Inadequate Infection Control During Wound Care Procedure
Penalty
Summary
The deficiency involves the facility’s failure to maintain infection control practices during wound care for one resident receiving treatment to multiple lower extremity wounds. During observation of a wound dressing change, an RN providing care knelt on the tiled floor and placed both gloved hands on the floor, then used the same contaminated gloves to touch the resident’s bare skin and apply a gauze dressing to the left shin. The RN then exited the room while still wearing the gown to use hand sanitizer from a container outside the room, partially donned new gloves, reached into a pocket to retrieve a pen, and with those partially donned gloves handled gauze soaked in Dakin’s solution and placed it onto a wound on the right heel. The RN then fully donned the gloves and used the same gloved hands to write the date on the dressing, insert iodoform gauze soaked in Dakin’s solution into the right heel wound, and apply a border gauze dressing. Facility policy required that wound care be performed by licensed nursing staff using clean or sterile technique as ordered.

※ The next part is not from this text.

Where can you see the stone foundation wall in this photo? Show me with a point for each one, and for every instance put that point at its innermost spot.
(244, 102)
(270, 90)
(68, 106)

The RN later acknowledged not realizing they had not changed gloves correctly and stated they were not very skilled at dressing changes and did not feel they had an established routine, while the DON reported the RN was nervous and should have better prepared for the wound care. The Director of Nursing identified that a total of 15 residents in the facility were receiving wound care, and the cited deficient practice was observed in one of two sampled residents reviewed for wound care during the survey.